As we stated at our Capital Markets Event on 5th December 2016, to assist with peer comparability, going forwards we will lead with coverage ratio defined on a shareholder basis which progressed from 163% at the half year to 171% at the year end. On a proforma basis of calculation, our Solvency II coverage ratio increased from 158% at the half year to 165% at the year end. The surplus is the same on both bases.
The Group remains focused on delivering appropriate returns on capital. In 2016, our Solvency II new business strain was less than £100m in a year when we wrote a record £7bn of new annuity business as we continued to deliver our capital efficient strategy.
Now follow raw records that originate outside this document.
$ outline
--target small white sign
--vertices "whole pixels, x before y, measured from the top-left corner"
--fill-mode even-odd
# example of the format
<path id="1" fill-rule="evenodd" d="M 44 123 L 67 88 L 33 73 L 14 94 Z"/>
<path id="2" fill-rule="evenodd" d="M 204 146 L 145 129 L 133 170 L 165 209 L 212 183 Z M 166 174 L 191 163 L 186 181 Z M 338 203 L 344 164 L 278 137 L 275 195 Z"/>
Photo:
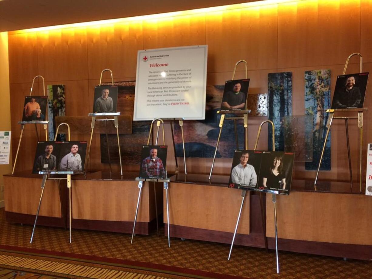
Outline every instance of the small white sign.
<path id="1" fill-rule="evenodd" d="M 368 196 L 372 196 L 372 144 L 368 144 L 367 151 L 366 195 Z"/>
<path id="2" fill-rule="evenodd" d="M 0 131 L 0 164 L 9 164 L 10 133 L 10 131 Z"/>
<path id="3" fill-rule="evenodd" d="M 138 51 L 133 120 L 204 119 L 208 46 Z"/>

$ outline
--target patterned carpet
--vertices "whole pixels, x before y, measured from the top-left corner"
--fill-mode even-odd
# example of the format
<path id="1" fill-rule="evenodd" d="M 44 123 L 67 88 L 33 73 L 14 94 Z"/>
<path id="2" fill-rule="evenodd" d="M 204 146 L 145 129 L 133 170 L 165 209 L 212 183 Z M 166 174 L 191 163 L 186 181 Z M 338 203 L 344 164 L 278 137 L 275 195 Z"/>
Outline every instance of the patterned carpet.
<path id="1" fill-rule="evenodd" d="M 131 245 L 128 234 L 75 230 L 70 244 L 68 231 L 38 226 L 30 244 L 32 227 L 8 223 L 4 215 L 4 209 L 1 209 L 1 257 L 9 256 L 6 253 L 9 251 L 18 251 L 23 256 L 17 256 L 81 260 L 123 268 L 135 267 L 137 270 L 164 272 L 167 275 L 163 276 L 170 278 L 372 278 L 371 262 L 281 251 L 280 273 L 278 275 L 273 251 L 266 253 L 264 249 L 235 246 L 228 261 L 228 244 L 171 238 L 169 248 L 167 238 L 158 237 L 155 232 L 149 236 L 136 236 Z"/>

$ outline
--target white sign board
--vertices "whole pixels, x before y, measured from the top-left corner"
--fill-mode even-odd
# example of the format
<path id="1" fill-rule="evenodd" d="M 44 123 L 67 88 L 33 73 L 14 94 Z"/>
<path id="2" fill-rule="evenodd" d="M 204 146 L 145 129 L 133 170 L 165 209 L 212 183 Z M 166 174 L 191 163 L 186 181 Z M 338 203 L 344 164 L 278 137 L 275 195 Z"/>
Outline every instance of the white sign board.
<path id="1" fill-rule="evenodd" d="M 204 119 L 208 47 L 138 51 L 133 120 Z"/>
<path id="2" fill-rule="evenodd" d="M 0 131 L 0 164 L 9 164 L 10 134 L 10 131 Z"/>
<path id="3" fill-rule="evenodd" d="M 368 144 L 367 148 L 367 177 L 366 178 L 366 195 L 372 196 L 372 144 Z"/>

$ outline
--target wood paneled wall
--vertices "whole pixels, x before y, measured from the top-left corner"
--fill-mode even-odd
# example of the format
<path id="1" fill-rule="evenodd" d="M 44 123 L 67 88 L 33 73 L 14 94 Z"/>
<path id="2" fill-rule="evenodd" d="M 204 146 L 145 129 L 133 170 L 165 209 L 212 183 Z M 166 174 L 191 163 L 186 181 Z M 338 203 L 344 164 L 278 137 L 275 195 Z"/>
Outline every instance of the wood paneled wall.
<path id="1" fill-rule="evenodd" d="M 34 76 L 43 76 L 46 84 L 65 84 L 67 115 L 86 115 L 92 106 L 94 86 L 98 83 L 101 71 L 106 68 L 112 69 L 116 81 L 134 80 L 139 50 L 207 44 L 208 84 L 223 84 L 225 80 L 231 78 L 235 63 L 244 59 L 248 64 L 251 93 L 267 92 L 268 73 L 292 71 L 292 111 L 293 115 L 297 115 L 304 114 L 305 71 L 330 69 L 333 91 L 336 77 L 342 73 L 350 54 L 360 52 L 364 58 L 363 70 L 372 70 L 370 51 L 372 46 L 372 0 L 306 0 L 262 6 L 259 4 L 248 8 L 195 15 L 123 20 L 49 31 L 10 32 L 13 156 L 19 134 L 17 122 L 22 116 L 24 96 L 29 93 Z M 356 58 L 353 58 L 347 72 L 358 71 L 358 63 Z M 235 78 L 244 77 L 244 69 L 240 67 Z M 370 86 L 368 89 L 366 107 L 371 107 L 372 104 L 371 88 Z M 42 94 L 41 89 L 39 84 L 34 90 Z M 365 149 L 372 132 L 369 121 L 371 113 L 365 115 Z M 265 119 L 249 119 L 251 148 L 254 146 L 258 125 Z M 350 122 L 352 161 L 356 180 L 359 140 L 356 124 Z M 340 121 L 335 121 L 333 126 L 332 170 L 322 172 L 321 179 L 348 179 L 344 126 Z M 166 128 L 169 131 L 167 134 L 170 135 L 169 124 Z M 17 163 L 17 170 L 31 169 L 30 158 L 33 157 L 35 152 L 35 128 L 29 126 L 25 129 L 21 148 L 23 159 Z M 259 148 L 267 148 L 266 131 L 264 129 Z M 87 135 L 76 137 L 73 139 L 89 139 Z M 91 166 L 107 169 L 108 166 L 100 164 L 99 141 L 99 135 L 94 135 Z M 170 170 L 175 169 L 171 149 L 168 161 Z M 365 158 L 363 159 L 365 163 Z M 190 158 L 187 161 L 190 173 L 208 173 L 211 164 L 211 160 L 208 159 Z M 214 173 L 228 173 L 231 163 L 230 159 L 217 160 Z M 180 163 L 182 170 L 183 163 Z M 297 163 L 294 176 L 314 178 L 315 172 L 305 171 L 304 163 Z"/>

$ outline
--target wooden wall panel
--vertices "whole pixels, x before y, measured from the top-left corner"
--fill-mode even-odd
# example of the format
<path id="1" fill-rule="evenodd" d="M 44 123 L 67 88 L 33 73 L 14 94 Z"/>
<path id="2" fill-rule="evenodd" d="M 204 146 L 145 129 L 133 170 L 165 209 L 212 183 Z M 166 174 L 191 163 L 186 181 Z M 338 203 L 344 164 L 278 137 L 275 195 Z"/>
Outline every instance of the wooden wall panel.
<path id="1" fill-rule="evenodd" d="M 73 183 L 74 218 L 122 221 L 134 219 L 138 192 L 138 182 L 112 181 L 106 182 L 104 187 L 99 180 L 74 180 Z M 137 222 L 151 221 L 148 201 L 149 189 L 145 183 Z"/>
<path id="2" fill-rule="evenodd" d="M 8 44 L 10 83 L 32 82 L 38 73 L 36 33 L 10 35 Z"/>
<path id="3" fill-rule="evenodd" d="M 42 179 L 4 176 L 5 210 L 35 215 L 41 194 Z M 46 182 L 39 215 L 60 217 L 61 203 L 57 180 Z"/>
<path id="4" fill-rule="evenodd" d="M 205 45 L 205 25 L 203 13 L 144 20 L 143 48 Z"/>
<path id="5" fill-rule="evenodd" d="M 241 59 L 249 70 L 276 68 L 277 10 L 272 5 L 209 13 L 208 72 L 232 71 Z"/>
<path id="6" fill-rule="evenodd" d="M 86 115 L 91 111 L 94 86 L 98 84 L 104 68 L 113 70 L 115 81 L 135 79 L 138 49 L 207 44 L 209 52 L 207 82 L 211 85 L 224 84 L 225 80 L 231 79 L 235 64 L 240 59 L 246 59 L 251 79 L 250 94 L 267 92 L 269 73 L 292 71 L 293 114 L 303 114 L 305 71 L 331 69 L 333 94 L 336 77 L 341 73 L 350 54 L 360 51 L 365 62 L 372 62 L 369 51 L 372 43 L 371 3 L 371 0 L 306 0 L 195 15 L 10 34 L 13 160 L 19 134 L 17 123 L 20 119 L 24 96 L 28 94 L 34 76 L 44 75 L 46 85 L 65 84 L 66 115 Z M 347 73 L 359 71 L 358 62 L 356 58 L 352 59 Z M 372 70 L 371 65 L 365 63 L 364 70 Z M 237 70 L 235 78 L 243 78 L 243 65 L 240 65 Z M 108 73 L 105 73 L 102 81 L 110 81 Z M 40 83 L 38 81 L 37 83 L 38 85 L 35 84 L 34 88 L 36 94 L 40 94 L 38 88 Z M 366 106 L 372 105 L 371 92 L 368 89 Z M 369 113 L 365 114 L 365 151 L 372 137 L 369 129 Z M 249 119 L 249 148 L 254 146 L 259 125 L 266 119 Z M 259 149 L 267 148 L 266 126 L 262 130 Z M 38 129 L 41 131 L 40 128 Z M 28 126 L 25 130 L 22 154 L 33 158 L 36 141 L 35 128 Z M 170 147 L 169 124 L 166 130 L 167 144 Z M 356 180 L 359 134 L 353 121 L 350 121 L 349 132 L 353 177 Z M 330 171 L 322 172 L 320 179 L 348 179 L 344 135 L 343 123 L 335 121 L 332 132 L 332 169 Z M 89 139 L 89 135 L 82 137 L 82 139 Z M 108 164 L 100 163 L 100 141 L 99 135 L 94 135 L 90 165 L 93 169 L 108 170 Z M 176 169 L 175 163 L 171 147 L 169 150 L 169 170 L 171 171 Z M 31 169 L 31 163 L 22 161 L 19 162 L 17 170 Z M 231 161 L 229 158 L 217 159 L 214 173 L 228 173 Z M 363 164 L 365 161 L 363 158 Z M 187 158 L 187 162 L 189 173 L 207 173 L 212 159 Z M 183 158 L 179 158 L 179 169 L 183 170 Z M 119 169 L 118 165 L 113 167 Z M 299 179 L 313 179 L 315 171 L 305 171 L 304 164 L 299 163 L 296 164 L 294 175 Z"/>
<path id="7" fill-rule="evenodd" d="M 227 187 L 172 183 L 168 194 L 170 224 L 234 232 L 241 193 Z M 165 201 L 165 191 L 164 195 Z M 165 203 L 163 212 L 166 216 Z M 245 199 L 241 216 L 237 232 L 249 234 L 249 199 Z"/>
<path id="8" fill-rule="evenodd" d="M 278 9 L 278 67 L 344 63 L 359 52 L 360 0 L 309 0 Z"/>
<path id="9" fill-rule="evenodd" d="M 85 28 L 38 32 L 39 74 L 46 81 L 87 79 Z"/>
<path id="10" fill-rule="evenodd" d="M 275 237 L 274 207 L 266 195 L 266 235 Z M 291 192 L 277 196 L 278 238 L 372 245 L 366 217 L 372 199 L 364 195 Z M 280 245 L 280 244 L 279 244 Z"/>
<path id="11" fill-rule="evenodd" d="M 361 0 L 360 54 L 365 62 L 372 62 L 372 1 Z"/>
<path id="12" fill-rule="evenodd" d="M 141 21 L 89 26 L 87 33 L 90 79 L 99 79 L 106 68 L 115 78 L 135 76 L 137 51 L 143 48 Z"/>

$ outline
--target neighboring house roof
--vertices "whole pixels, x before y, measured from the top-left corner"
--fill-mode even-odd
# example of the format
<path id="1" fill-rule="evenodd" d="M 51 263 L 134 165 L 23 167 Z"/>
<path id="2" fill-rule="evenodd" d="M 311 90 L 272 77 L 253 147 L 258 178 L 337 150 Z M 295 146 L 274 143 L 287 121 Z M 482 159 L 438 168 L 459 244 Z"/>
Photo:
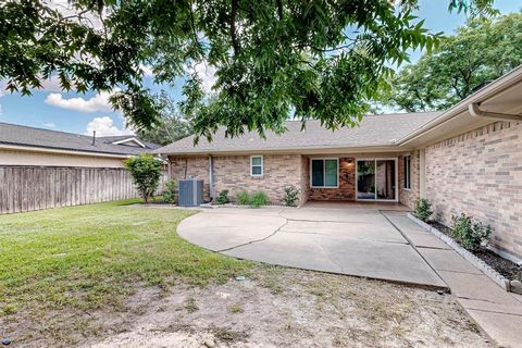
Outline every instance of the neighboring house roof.
<path id="1" fill-rule="evenodd" d="M 140 146 L 112 144 L 121 140 L 120 138 L 126 139 L 133 137 L 134 136 L 128 135 L 124 137 L 97 137 L 95 145 L 92 145 L 92 136 L 34 128 L 0 122 L 0 147 L 1 145 L 7 145 L 123 156 L 150 152 L 160 147 L 159 145 L 148 142 L 144 142 L 146 145 L 145 148 Z"/>
<path id="2" fill-rule="evenodd" d="M 215 153 L 241 151 L 282 151 L 332 148 L 365 148 L 395 146 L 397 140 L 436 119 L 442 112 L 397 113 L 366 115 L 360 125 L 343 127 L 335 132 L 321 126 L 320 121 L 308 121 L 301 132 L 301 122 L 286 122 L 287 132 L 276 135 L 266 133 L 266 139 L 256 132 L 226 138 L 225 128 L 220 127 L 209 142 L 200 138 L 194 146 L 195 136 L 175 141 L 154 150 L 162 154 Z"/>

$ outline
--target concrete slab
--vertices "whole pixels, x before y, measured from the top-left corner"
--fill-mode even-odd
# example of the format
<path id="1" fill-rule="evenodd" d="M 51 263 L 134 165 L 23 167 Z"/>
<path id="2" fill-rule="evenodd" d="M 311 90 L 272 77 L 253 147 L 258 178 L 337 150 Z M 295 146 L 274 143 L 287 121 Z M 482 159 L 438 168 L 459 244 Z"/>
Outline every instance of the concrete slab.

We remain confident in outlook for the Group as our strategy is aligned to, what we believe to be, established long term growth drivers of; ageing demographics; globalisation of asset markets; creating new real productive assets; reform of the welfare state; technological innovation; and providing “today’s capital”. Our focus on attractive high growth markets, coupled with increasing expertise, is expected to deliver further profit growth, built on our resilient IFRS and Solvency II balance sheets. With further political and economic uncertainty anticipated in 2017 and beyond, we expect further market volatility. The risk of slowing global economic activity remains and no business model can be fully immunised. However, we believe the opportunities available to the Group, primarily in the UK and US, remain attractive.